Im Frühjahr 1835 faßte sie zum ersten Mal den Plan nach Italien zu gehen, nahm auf 5/4 Jahr Urlaub, änderte aber plötzlich ihren Entschluß und blieb längere Zeit in Baiern und Oesterreich, besonders in Wien, wo sie mit Enthusiasmus aufgenommen wurde. Auch nach Pesth und Prag wurde sie berufen, und als sie im September 1836 nach Dresden zurückkam, durfte sie sich sagen, daß ihr Hunderttausende die höchsten Kunstgenüsse verdankten, daß ihr Name von der Nordsee bis zu den Alpen, vom Rhein bis zur Oder mit Begeisterung genannt wurde. Ihr Kommen wurde überall wie ein Freudenfest gefeiert; wenn sie ging, herrschte allgemeine Betrübniß, und wie viel sehnsüchtige Grüße mögen die sichtbaren Liebesbeweise – die zahlreichen Kränze und Gedichte – begleitet haben, die sie mit heim nahm! Unter den Kränzen war ihr der Lorbeerkranz besonders werth, den ihr die Studenten in Breslau nach einer Serenade überreicht hatten. „Ich war so ergriffen, als ich ihn erhielt,“ erzählte sie, „daß ich nicht im Stande war, auch nur ein Wort des Dankes zu sagen. Die Thränen stürzten mir aus den Augen. Es lag etwas Entzückendes in dem Bewußtsein, alle diese jungen Herzen begeistert zu haben – ich empfand wieder einmal ganz das Glück des Künstlers.“ Unter den poetischen Gaben war ihr Liebling ein längeres Gedicht von Heinrich Laube.

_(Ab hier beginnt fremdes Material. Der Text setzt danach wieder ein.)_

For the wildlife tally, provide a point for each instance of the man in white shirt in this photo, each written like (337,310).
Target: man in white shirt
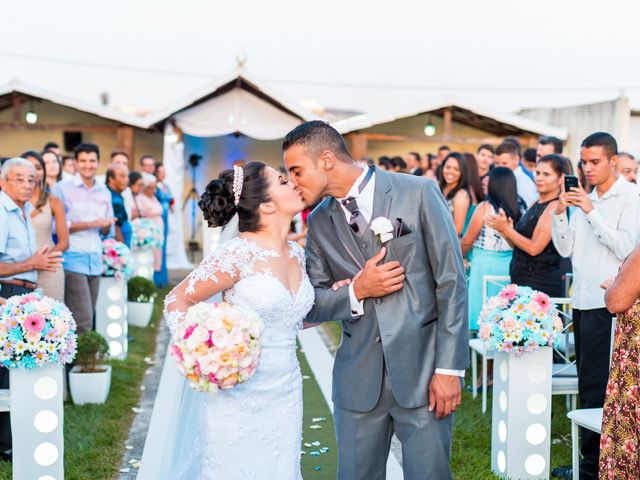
(601,231)
(119,157)
(508,155)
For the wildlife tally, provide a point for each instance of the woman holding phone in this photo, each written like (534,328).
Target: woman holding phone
(535,262)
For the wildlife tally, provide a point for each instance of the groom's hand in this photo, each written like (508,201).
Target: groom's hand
(378,280)
(444,394)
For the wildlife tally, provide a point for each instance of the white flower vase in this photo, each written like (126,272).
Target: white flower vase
(37,422)
(111,315)
(142,262)
(521,418)
(139,313)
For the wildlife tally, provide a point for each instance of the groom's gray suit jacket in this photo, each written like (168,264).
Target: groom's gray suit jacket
(413,331)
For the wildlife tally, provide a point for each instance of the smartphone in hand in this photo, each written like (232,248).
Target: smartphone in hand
(570,181)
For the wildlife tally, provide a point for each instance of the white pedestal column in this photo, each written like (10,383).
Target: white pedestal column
(111,315)
(142,262)
(521,423)
(36,422)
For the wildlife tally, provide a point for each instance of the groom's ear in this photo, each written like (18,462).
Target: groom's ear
(327,160)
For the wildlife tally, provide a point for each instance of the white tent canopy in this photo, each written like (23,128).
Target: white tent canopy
(237,110)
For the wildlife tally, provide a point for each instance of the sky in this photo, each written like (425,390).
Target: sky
(369,56)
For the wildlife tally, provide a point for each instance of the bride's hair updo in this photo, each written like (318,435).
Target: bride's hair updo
(218,201)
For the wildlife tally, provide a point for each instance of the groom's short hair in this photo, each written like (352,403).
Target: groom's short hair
(317,136)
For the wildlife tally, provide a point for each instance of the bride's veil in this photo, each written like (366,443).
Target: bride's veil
(173,447)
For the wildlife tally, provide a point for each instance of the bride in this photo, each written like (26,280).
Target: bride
(252,431)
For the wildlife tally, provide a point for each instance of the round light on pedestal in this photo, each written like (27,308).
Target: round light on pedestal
(502,431)
(535,434)
(114,330)
(537,372)
(502,401)
(429,130)
(45,421)
(114,312)
(143,272)
(536,403)
(535,464)
(115,348)
(45,388)
(46,454)
(502,461)
(114,293)
(504,370)
(31,117)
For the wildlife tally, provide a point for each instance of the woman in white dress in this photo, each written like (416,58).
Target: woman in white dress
(252,431)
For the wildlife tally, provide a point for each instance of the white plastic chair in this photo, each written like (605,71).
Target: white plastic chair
(590,418)
(477,345)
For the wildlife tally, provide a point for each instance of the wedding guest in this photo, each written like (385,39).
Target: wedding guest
(398,165)
(491,253)
(475,184)
(117,183)
(52,147)
(46,212)
(146,205)
(53,168)
(599,234)
(384,163)
(148,164)
(135,185)
(413,164)
(508,155)
(163,194)
(20,261)
(90,214)
(436,162)
(548,145)
(68,167)
(536,263)
(529,160)
(620,437)
(627,166)
(120,157)
(485,157)
(454,186)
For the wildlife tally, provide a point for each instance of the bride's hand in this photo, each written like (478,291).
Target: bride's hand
(340,283)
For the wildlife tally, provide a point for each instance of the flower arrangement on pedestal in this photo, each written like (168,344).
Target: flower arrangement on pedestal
(116,257)
(36,330)
(519,320)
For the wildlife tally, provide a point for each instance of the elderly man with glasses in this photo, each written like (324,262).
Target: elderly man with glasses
(19,260)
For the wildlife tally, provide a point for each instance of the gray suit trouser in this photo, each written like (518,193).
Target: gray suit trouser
(364,440)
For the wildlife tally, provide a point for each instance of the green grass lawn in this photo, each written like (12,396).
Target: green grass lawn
(95,435)
(471,450)
(322,465)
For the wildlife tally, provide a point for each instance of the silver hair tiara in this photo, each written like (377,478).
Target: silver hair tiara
(238,179)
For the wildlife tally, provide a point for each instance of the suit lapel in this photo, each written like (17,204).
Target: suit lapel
(381,195)
(343,231)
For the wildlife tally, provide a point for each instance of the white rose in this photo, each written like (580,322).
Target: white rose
(383,228)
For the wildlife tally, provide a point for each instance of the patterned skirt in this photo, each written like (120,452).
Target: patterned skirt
(620,438)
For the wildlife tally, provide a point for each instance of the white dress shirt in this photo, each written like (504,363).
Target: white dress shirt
(598,242)
(526,187)
(364,200)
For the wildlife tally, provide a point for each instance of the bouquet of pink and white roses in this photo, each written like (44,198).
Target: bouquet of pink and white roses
(519,320)
(216,346)
(116,257)
(36,330)
(146,233)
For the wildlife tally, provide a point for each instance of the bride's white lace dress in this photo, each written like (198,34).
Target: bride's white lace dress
(254,430)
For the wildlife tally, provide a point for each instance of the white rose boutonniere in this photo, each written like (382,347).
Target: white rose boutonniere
(382,228)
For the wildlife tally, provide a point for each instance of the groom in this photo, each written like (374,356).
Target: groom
(404,348)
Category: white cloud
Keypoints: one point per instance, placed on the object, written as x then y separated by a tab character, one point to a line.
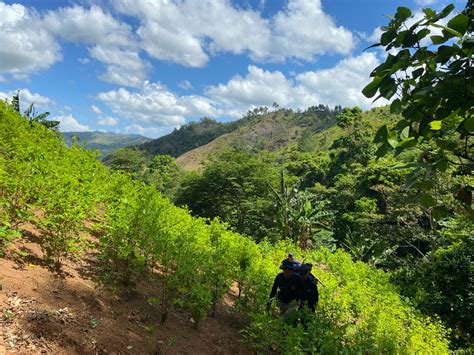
107	121
103	120
425	2
301	30
26	46
342	84
151	132
185	84
112	42
96	110
155	104
27	97
258	88
69	124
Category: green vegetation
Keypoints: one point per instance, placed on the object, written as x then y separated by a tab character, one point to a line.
105	142
379	201
187	137
199	259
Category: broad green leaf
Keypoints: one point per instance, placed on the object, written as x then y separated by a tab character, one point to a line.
405	133
445	12
429	12
442	165
427	201
387	37
392	139
407	143
388	87
396	106
469	124
459	23
436	125
371	89
438	39
381	151
381	135
447	31
403	13
440	212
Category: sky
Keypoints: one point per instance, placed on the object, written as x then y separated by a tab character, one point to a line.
149	66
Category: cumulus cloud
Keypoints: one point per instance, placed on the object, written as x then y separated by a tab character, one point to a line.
103	120
26	45
258	88
27	97
185	84
341	84
425	2
154	104
301	30
111	42
151	132
69	124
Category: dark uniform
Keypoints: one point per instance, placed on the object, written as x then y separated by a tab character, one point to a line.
287	287
310	294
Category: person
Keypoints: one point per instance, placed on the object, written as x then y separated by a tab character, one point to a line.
310	294
287	287
291	259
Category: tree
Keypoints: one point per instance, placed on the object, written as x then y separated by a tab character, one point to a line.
32	115
432	77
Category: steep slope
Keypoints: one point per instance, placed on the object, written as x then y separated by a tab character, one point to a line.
271	132
105	142
188	137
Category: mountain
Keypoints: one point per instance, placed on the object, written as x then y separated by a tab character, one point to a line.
105	142
258	129
188	137
269	131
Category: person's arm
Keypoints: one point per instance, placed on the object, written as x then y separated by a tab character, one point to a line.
275	286
313	296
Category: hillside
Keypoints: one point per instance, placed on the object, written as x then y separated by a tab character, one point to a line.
187	137
113	262
105	142
269	131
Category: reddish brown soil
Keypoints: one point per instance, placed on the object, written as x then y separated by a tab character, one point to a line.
41	312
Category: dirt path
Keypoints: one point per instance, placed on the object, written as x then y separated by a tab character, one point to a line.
41	313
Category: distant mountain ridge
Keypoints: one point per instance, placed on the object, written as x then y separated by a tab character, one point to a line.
190	136
105	142
258	129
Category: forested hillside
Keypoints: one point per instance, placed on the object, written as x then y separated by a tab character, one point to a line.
105	142
187	137
173	246
142	235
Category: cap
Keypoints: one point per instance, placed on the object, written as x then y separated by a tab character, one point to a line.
285	264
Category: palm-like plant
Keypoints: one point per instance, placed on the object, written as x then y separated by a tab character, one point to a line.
299	214
32	115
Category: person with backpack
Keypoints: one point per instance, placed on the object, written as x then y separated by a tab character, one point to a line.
296	263
287	288
310	294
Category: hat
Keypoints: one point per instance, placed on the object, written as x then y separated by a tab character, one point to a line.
285	264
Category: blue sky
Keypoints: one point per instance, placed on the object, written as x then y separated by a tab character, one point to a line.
146	67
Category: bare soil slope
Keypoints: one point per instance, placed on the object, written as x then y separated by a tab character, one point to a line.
41	312
270	132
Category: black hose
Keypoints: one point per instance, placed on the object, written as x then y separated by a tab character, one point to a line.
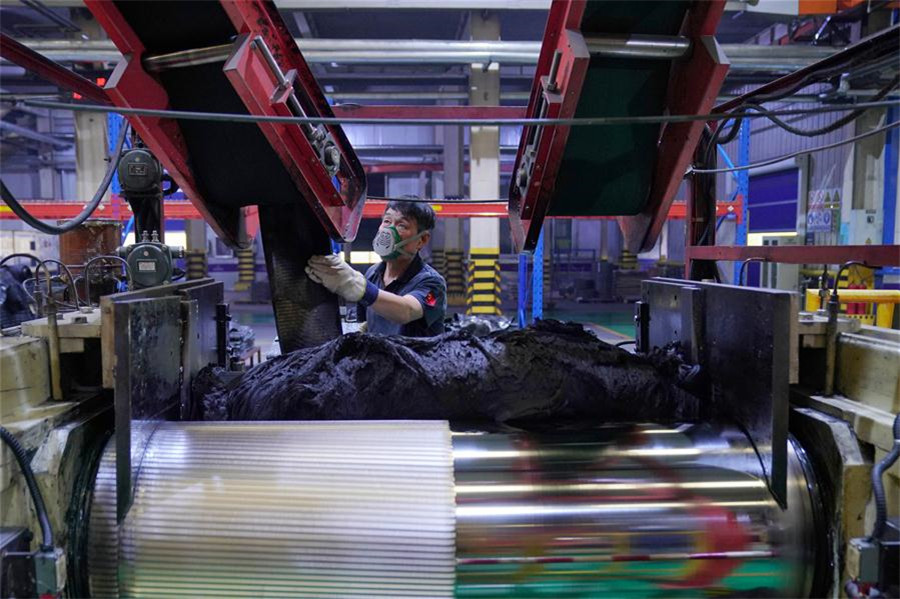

Sie hatte dasselbe nach einem Gastspiel in Leipzig erhalten, wo sie als Fidelio, Romeo und Desdemona aufgetreten war. Es schließt mit den Versen:

„William Shakespeare war ihr Vater,
William Shakespeare sandte sie –
Auf den Lippen, auf den Wimpern
Trug sie seine Poesie.

Als sie ging, war Alles stille,
Jedes Herz sprach leis: ade!
Poesie ist stetes Scheiden,
Wie ihr Glück ist groß ihr Weh.

Und sie ging – die Menschen aber
Schlossen’s in ihr Herz hinein:
Ist der Himmel noch so ferne,
Schickt er doch die Boten heim.

Dieses Weib, des Dichters Tochter,
Sang uns ihre Seel’ in’s Herz.
Geht sie auch – es bleibt uns ewig
Ihres Tones Himmelsschmerz.“

Wie jede echte Künstlernatur wurde auch Wilhelmine Schröder-Devrient durch jeden Triumph, den sie feierte, zum Weiterstreben getrieben. Einige ihrer bedeutendsten Gestalten hat sie in dieser unruhvollen Zeit geschaffen: Desdemona 1831, Romeo 1833, Norma 1835, Valentine 1838. Ueberhaupt hat die Künstlerin von 1828 bis 1838 siebenunddreißig neue Opern einstudirt.



  1. Der Brief Karl Maria’s von Weber, auf den sich Wilhelmine hicr bezieht, beginnt mit den Worten: „Ich bin ganz elend, Mittwoch reise ich ab. Gott sei Dank –“ Die Abreise verzögerte sich, und der Künstler starb in London.